Diese Verbindung faszinierte zu seinen Lebzeiten. Könnte sie eine Option für die Ausbildung heute sein? Olmo rät zur Zurückhaltung. Denn es wäre zu kurz gegriffen, sein Werk nur als Ausdruck dieser Fähigkeit zu sehen. Er habe eine derart komplexe Art der Konzeption seiner Bauten gehabt, dass sich diese nur entschlüsseln liessen, wenn man weitere Faktoren berücksichtige. Seine Arbeit habe auf einer wissenschaftlichen Kultur basiert, die man als aufklärerisch, wenn nicht gar als humanistisch bezeichnen könnte. Die Genese der Formen seiner Bauten lasse sich nicht als Frucht eines «problem solving» erklären, sondern als ­Synthese verschiedener Stränge: «Wenn man wirklich erforschen will, woher diese speziellen Formen kommen, muss man sich mit seiner Sammlung von Blättern und Pflanzen, von ­aussergewöhnlichen Büchern über Mikroorganismen auseinandersetzen, die die Matrize seines Organizismus waren. Man muss seine Fotoalben – ein wahrhaft eklektizistischer ­Fundus an Wiedergaben von Bauwerken – studieren, um die Entwicklung seiner Ikonografie zu entdecken und erforschen, wie beides mit seiner dem amerikanischen Empirismus ­nahen Art des Experimentierens interagierte. Und schliesslich wären die Dialoge einzubeziehen, die er mit Physikern, Biologen, Medizinern, Advokaten und Künstlern[2] führte. Das ist nicht einfach.» Überdies habe die Spezialisierung eine kaum überschaubare Zahl von ­Fachrichtungen hervorgebracht, die sich zunehmend voneinander entfernt hätten – bei den Studenten würden Träume geweckt, die nur in Desillusionierung münden könnten.[3] «Aber ja, eine spezifische Art der Interdisziplinarität ist von ihm zu lernen – allerdings nicht eine mit unendlichen vielen Akteuren und Spezialisten, von denen keiner die Sprache des Andern spricht.» Nervi habe die Interdisziplinarität in sich selber gefunden – leidenschaftlich und neugierig. Diese Lektion sei heute von ihm zu lernen: disziplinenübergreifend wissbegierig zu sein und sein Metier mit Begeisterung zu betreiben.


Anmerkungen:
[01] Ein Kondensat des Gesprächs mit Carlo Olmo im Originalton findet sich auf [...]
[02] Vieri Quilici hat auf die Verbindung zwischen Nervi und György Kepes hingewiesen. Interview mit Vieri Quilici und Ettore Masi, in: Francesca Romana Castelli, Anna Irene Del Monaco (Hg.), Pier Luigi Nervi e l’architettura strutturale, Rom, 2011, S. 194–200, hier: 196. Die farbigen Glasfenster in der St.

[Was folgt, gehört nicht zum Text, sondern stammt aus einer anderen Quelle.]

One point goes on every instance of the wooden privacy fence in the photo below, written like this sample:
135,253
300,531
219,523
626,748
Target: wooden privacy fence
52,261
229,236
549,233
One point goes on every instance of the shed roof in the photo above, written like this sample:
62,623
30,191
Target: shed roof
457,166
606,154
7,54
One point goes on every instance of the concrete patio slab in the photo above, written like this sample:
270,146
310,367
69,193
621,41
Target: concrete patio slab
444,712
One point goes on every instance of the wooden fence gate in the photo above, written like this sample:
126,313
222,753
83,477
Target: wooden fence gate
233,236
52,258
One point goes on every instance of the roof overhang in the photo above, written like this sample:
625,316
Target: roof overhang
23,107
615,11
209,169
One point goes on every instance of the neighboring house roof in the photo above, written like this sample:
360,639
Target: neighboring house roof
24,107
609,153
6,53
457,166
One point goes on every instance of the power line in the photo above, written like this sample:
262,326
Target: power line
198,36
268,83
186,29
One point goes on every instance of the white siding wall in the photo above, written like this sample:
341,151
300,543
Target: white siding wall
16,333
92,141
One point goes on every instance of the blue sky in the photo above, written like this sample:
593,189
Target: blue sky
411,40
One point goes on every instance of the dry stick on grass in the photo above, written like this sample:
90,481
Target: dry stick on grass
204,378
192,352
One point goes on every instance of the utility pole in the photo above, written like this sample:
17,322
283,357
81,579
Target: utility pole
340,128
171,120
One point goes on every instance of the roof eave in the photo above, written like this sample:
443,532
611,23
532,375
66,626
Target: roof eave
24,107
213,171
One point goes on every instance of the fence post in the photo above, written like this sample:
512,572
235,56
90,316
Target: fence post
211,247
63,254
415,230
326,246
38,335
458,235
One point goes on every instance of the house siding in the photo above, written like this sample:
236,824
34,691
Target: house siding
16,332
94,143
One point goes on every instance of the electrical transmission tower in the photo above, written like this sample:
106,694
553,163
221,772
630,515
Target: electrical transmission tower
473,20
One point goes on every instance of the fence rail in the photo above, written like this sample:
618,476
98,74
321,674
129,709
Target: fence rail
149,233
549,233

Mary’s Cathedral in San Francisco stammten von György Kepes.
[03] Sergio Poretti hat hervorgehoben, es sei kein Zufall, dass die experimentellen konstruktiven Systeme Nervis ebenso wie jene eines Eduardo Torroja oder Felix Candelas in Italien, Spanien und Südamerika entstanden – in Ländern, in denen die Lohnkosten zu jener Zeit vergleichsweise tief waren: Vortrag am Giornata di studio L’insegnamento di Pier Luigi Nervi alla Sapienza, 18.2.2011, Museum MAXXI, Rom.